A ce jeu, ce sont les électeurs qui vont se retrouver cocus. Pour qui et pour quoi ont-ils voté? Bien malin celui qui pourra maintenant le dire.

En tout cas, la gauche, toute la gauche serait bien avisée de rester à distance. Faute de pacte de gouvernance avec les indépendants du Président Astruc, elle n’a rien à gagner. Elle ne construira pas dans les marchandages de couloir, la majorité que les urnes lui ont refusée. La gauche doit cette clarté à ses électeurs qu’il ne faut pas trahir pour un plat de lentilles.

Que fait la police?

Le Conseil municipal prévu de longue date pour le 25 avril a été repoussé au 5 mai. Un oukase du maire qui n’a pas pris la peine de s’expliquer ni même de prévenir son opposition (son opposition?) de ce report intempestif. Finalement, l’ordre du jour nous est parvenu ce mercredi, juste à temps pour respecter les délais légaux. L’UMP est taquine, elle aime jouer avec nos nerfs!

En fait, notre maire devait être trop occupé au Conseil départemental où il vient d’empocher une nouvelle vice-présidence. Bons princes, nous pouvons comprendre. Le cumul des mandats est un sport exigeant surtout quand on manque d’entraînement.

la facture s’allonge

Mais revenons à l’ordre du jour du prochain conseil qui prévoit des décisions modificatives au budget 2015 que la majorité, aidée des rescapés radicaux, a voté le mois dernier. Serait-ce que la manne céleste est tombée sur la commune? Un projet ambitieux aurait-il germé dans l’esprit de nos édiles? Que nenni! La noble assemblée devra juste revoir la facture du futur commissariat, square Firmin Bouisset, là où devait être installée une crèche. Un jardin pour la police, le trottoir pour les gamins…

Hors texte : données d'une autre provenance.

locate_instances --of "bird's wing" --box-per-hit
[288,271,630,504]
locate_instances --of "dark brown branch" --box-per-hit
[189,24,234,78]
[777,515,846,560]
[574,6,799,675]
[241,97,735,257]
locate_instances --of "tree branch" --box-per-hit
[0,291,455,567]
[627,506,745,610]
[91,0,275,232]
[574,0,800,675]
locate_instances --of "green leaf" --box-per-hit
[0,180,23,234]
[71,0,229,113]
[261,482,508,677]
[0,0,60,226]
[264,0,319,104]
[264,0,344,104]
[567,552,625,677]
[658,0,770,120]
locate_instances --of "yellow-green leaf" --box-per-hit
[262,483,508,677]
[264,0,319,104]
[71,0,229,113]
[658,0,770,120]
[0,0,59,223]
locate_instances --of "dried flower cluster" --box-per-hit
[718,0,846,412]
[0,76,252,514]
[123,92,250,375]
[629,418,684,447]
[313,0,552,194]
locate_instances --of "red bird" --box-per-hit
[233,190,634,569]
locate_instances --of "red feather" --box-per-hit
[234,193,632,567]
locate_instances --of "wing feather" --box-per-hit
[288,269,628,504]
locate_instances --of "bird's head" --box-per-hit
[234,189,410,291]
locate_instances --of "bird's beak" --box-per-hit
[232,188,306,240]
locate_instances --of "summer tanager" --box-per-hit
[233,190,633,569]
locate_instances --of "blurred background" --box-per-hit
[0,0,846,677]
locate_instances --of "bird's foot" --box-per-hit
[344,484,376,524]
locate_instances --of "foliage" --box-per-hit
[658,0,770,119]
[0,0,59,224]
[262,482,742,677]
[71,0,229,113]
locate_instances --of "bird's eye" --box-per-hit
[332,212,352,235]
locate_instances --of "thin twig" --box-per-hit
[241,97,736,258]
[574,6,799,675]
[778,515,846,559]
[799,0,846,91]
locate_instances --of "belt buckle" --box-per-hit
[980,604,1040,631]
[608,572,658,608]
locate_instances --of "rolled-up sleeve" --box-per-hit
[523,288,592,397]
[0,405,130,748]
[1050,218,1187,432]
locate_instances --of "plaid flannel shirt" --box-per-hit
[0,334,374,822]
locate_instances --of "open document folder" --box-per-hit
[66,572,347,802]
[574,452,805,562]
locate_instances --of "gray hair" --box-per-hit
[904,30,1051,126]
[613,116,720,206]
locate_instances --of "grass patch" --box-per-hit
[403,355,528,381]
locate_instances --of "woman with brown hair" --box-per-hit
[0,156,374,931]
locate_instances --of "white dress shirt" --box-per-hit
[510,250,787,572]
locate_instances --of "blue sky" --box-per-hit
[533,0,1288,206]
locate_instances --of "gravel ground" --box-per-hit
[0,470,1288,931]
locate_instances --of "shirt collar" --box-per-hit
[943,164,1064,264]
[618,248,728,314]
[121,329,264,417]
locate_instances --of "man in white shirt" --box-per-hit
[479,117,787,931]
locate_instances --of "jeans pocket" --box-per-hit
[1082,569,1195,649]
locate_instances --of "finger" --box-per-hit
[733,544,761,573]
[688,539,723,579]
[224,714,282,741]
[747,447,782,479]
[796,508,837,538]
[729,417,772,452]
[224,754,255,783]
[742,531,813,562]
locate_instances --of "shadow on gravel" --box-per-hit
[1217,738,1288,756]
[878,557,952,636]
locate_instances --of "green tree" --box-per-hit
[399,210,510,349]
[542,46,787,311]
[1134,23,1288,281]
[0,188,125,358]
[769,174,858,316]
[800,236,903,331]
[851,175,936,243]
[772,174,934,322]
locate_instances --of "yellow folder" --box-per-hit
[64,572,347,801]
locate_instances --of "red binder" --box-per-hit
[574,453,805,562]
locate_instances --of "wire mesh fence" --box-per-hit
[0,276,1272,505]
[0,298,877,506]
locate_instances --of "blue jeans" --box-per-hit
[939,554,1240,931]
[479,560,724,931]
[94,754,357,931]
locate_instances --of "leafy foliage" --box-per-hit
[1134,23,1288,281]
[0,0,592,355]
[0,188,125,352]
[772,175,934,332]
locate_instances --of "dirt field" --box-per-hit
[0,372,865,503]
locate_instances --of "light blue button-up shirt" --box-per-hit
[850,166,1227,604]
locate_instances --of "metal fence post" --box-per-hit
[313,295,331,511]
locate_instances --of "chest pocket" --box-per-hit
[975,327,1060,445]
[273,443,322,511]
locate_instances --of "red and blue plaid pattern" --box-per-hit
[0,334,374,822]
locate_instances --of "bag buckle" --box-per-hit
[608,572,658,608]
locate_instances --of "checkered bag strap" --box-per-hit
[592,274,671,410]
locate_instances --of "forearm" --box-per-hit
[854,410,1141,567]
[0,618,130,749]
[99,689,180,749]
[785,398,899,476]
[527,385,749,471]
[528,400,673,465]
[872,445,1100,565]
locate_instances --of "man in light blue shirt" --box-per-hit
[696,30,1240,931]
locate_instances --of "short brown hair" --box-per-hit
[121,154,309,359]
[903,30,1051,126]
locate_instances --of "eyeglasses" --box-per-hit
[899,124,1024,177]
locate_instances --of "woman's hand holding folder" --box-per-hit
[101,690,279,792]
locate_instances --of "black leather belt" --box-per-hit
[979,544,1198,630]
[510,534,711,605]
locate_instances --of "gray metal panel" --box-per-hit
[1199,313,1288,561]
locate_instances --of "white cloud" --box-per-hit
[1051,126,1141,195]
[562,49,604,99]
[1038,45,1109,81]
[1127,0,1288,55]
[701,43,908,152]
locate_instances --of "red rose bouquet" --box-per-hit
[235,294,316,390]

Car au fur et à mesure que le projet avance, l’addition s’allonge: 76000 euros de plus. Au total, et à ce stade des travaux, une facture de plus de 400 000 euros! Sans parler des subventions à trouver pour  financer l’opération!

Mais l’idéologie sécuritaire n’a pas de prix. Et Moissac qui se meurt de langueur, devra s’en contenter. Car en 2015, ce sera le seul investissement de la commune. Pas de quoi créer des emplois, ni même relancer le commerce!